Risks and Retaliation
Zeno contends that her organization’s nonunion status is vital to its survival. Queens Defenders’ current contract with the Mayor’s Office expires in June, and the groups must periodically rebid to retain the work.
“We were put into existence as an alternate provider to the Legal Aid Society so that if Legal Aid went on strike, the system wouldn’t shut down,” she told New York Focus. She also described her group’s role as a deterrent against labor unrest: “There’s a reason why in the last 25 years, Legal Aid hasn’t gone on strike. That reason is because we exist.”
“They’re young, and they’re impressionable, they sort of go along with the mob mentality,” Zeno said of some union supporters among her staff. “They have to be realistic.

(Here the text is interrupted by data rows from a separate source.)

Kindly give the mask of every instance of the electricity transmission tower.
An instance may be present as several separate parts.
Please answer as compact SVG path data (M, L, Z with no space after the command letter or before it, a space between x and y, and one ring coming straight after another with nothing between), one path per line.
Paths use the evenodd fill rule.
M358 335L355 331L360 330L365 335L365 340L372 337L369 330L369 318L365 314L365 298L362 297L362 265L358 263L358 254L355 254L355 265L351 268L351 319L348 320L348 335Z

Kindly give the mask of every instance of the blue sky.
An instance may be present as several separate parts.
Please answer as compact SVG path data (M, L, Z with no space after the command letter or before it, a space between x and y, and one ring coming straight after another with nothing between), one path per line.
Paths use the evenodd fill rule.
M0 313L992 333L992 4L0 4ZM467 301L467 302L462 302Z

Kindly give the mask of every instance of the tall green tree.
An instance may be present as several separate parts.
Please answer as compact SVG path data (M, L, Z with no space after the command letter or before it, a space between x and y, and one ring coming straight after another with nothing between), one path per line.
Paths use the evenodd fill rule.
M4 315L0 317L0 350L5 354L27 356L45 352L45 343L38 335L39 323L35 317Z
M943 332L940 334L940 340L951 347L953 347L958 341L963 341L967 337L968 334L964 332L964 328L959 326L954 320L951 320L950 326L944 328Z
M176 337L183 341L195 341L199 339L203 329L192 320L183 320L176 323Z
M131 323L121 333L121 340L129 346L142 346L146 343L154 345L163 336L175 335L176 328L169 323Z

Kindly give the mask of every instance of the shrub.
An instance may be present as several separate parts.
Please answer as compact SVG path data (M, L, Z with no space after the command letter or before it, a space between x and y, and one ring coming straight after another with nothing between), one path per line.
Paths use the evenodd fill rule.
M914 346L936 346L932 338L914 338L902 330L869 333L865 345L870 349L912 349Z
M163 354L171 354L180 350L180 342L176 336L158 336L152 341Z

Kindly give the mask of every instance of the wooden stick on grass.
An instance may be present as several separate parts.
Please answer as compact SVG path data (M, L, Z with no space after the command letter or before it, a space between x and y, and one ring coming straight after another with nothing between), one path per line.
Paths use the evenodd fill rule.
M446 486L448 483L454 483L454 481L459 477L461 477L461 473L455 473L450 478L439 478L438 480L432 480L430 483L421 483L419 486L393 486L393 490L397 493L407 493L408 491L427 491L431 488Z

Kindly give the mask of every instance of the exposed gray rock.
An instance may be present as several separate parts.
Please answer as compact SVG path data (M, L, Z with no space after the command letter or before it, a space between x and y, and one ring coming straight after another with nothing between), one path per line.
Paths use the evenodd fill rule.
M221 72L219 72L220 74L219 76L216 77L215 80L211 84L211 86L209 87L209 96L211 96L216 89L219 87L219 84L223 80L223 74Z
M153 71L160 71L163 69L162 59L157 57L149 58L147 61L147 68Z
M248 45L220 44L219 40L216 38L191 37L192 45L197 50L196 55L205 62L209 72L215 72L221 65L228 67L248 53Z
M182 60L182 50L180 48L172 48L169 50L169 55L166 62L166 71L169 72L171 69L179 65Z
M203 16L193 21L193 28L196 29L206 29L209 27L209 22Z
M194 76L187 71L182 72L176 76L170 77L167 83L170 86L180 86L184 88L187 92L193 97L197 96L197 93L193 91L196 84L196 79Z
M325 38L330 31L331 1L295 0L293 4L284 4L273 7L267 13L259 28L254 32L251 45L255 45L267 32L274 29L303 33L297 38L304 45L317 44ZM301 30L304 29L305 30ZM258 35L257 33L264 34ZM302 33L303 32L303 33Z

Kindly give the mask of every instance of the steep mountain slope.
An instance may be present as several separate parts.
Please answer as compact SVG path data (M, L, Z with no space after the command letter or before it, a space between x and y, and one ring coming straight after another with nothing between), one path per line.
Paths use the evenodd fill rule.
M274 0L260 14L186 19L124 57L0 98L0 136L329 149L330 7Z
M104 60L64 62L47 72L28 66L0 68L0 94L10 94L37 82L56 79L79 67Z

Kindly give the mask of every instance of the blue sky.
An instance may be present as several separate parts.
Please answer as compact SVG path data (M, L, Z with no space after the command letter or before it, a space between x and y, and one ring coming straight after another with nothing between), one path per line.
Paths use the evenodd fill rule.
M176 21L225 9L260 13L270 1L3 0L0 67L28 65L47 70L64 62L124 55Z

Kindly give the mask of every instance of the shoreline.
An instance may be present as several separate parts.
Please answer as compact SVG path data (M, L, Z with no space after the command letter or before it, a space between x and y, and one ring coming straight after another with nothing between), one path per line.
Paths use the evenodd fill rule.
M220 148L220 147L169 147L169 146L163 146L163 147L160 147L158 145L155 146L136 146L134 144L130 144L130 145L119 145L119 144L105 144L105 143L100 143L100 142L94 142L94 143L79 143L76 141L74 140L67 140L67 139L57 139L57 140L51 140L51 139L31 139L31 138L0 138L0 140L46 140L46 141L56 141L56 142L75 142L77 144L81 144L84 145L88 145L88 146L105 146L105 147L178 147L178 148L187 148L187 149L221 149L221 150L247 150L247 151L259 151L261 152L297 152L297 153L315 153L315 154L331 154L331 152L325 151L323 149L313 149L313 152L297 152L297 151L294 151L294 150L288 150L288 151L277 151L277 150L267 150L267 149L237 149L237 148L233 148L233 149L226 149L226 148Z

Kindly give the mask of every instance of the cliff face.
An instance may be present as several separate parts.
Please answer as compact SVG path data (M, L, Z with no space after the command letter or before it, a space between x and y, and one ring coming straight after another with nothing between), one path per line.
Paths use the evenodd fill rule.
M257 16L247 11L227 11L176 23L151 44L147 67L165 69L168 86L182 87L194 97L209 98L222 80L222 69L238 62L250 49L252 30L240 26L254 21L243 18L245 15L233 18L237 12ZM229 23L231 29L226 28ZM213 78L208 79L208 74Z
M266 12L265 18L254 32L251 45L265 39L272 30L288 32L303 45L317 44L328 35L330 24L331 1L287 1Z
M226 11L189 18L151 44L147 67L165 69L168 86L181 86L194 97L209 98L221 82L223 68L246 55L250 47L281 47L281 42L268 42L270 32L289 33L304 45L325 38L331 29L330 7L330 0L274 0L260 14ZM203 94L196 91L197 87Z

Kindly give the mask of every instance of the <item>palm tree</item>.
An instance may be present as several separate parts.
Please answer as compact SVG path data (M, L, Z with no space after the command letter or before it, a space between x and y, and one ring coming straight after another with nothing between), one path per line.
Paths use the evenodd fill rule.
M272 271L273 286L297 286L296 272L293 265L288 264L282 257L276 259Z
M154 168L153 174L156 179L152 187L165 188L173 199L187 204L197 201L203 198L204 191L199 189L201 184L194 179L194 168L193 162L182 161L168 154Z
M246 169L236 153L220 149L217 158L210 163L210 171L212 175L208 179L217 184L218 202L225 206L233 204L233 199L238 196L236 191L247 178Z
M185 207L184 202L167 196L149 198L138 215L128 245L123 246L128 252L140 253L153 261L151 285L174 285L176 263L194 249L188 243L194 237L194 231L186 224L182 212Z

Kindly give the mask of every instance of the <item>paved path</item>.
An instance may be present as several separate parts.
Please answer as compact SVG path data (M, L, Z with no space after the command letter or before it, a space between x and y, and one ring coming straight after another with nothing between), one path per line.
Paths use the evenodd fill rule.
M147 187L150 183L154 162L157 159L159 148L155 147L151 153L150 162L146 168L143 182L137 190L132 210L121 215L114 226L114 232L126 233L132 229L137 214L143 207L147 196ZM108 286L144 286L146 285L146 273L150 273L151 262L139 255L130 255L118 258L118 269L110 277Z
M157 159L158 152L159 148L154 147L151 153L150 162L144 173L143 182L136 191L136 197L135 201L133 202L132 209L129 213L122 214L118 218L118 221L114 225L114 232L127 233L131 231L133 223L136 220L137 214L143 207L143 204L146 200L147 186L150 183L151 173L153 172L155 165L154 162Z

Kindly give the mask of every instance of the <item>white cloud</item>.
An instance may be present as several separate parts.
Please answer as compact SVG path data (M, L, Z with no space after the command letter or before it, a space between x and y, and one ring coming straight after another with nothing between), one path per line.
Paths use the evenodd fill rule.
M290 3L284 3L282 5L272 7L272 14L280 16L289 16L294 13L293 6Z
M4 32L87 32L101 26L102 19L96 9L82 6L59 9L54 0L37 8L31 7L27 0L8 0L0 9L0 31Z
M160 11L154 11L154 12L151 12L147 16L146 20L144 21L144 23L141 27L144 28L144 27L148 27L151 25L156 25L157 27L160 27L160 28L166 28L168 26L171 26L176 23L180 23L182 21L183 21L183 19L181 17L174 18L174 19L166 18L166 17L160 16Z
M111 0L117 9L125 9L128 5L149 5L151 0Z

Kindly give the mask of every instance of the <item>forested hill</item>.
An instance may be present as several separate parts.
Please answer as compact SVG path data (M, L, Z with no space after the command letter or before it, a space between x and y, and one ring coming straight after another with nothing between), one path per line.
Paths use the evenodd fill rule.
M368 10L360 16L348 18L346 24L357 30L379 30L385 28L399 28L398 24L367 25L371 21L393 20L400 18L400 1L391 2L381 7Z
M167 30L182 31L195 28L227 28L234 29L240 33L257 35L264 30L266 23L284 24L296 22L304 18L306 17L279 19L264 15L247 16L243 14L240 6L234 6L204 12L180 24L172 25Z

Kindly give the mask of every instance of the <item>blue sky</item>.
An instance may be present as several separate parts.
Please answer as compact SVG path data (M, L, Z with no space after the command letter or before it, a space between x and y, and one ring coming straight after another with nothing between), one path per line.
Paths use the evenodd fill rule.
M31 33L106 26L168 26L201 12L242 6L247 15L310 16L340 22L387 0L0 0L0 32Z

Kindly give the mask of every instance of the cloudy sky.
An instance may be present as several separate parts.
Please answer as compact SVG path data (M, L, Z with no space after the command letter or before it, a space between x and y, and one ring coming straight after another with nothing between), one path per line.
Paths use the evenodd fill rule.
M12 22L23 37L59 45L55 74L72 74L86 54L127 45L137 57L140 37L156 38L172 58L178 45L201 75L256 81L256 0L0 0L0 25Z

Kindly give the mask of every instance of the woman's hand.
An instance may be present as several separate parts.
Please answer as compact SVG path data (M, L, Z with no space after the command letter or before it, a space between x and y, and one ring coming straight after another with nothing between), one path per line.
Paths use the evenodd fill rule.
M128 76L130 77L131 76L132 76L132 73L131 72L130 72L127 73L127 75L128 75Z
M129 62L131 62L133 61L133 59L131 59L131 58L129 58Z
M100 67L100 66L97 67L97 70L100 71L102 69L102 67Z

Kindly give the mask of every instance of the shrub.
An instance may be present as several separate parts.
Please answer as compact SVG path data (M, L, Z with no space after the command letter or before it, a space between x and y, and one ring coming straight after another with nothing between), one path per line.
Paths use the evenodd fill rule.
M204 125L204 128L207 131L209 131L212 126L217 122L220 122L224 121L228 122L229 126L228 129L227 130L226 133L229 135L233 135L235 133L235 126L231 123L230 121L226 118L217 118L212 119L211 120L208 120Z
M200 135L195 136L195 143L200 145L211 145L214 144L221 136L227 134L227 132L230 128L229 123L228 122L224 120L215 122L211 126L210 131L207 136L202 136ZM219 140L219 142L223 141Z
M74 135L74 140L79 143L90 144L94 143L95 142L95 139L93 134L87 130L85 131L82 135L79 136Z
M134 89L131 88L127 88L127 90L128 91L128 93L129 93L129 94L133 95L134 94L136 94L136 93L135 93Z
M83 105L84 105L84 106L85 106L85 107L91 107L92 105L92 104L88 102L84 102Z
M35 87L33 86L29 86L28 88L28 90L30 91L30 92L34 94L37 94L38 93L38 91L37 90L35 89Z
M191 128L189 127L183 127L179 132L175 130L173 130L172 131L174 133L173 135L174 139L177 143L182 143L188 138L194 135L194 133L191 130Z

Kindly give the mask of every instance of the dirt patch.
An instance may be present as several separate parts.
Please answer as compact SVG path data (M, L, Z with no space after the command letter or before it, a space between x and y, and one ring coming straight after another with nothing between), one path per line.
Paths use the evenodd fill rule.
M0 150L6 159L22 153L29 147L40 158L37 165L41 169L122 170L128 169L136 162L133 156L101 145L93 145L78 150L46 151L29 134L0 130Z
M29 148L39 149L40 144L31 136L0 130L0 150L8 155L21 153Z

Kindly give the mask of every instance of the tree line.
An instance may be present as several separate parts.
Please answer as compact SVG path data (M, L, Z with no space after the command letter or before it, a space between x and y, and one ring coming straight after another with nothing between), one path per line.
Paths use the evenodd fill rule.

I mean, this is a business.”
In the meeting, Zeno told employees: “There is something that you’re risking if you vote for this union, and it would be catastrophic … and that is our relationship with the city, with our funders.”
Ethan Felder, a Queens union lawyer and Democratic district leader, said it is unlikely that unionization would put Queens Defenders’ contract at risk. “I don’t think that the City of New York would retaliate against workers for choosing to have a union represent them,” he said.
“That may have happened in the Giuliani era, but these are not the Giuliani times anymore when it comes to unions and labor in this town. We don’t have nearly the level of hostility towards workers and labor unions now that we did then.”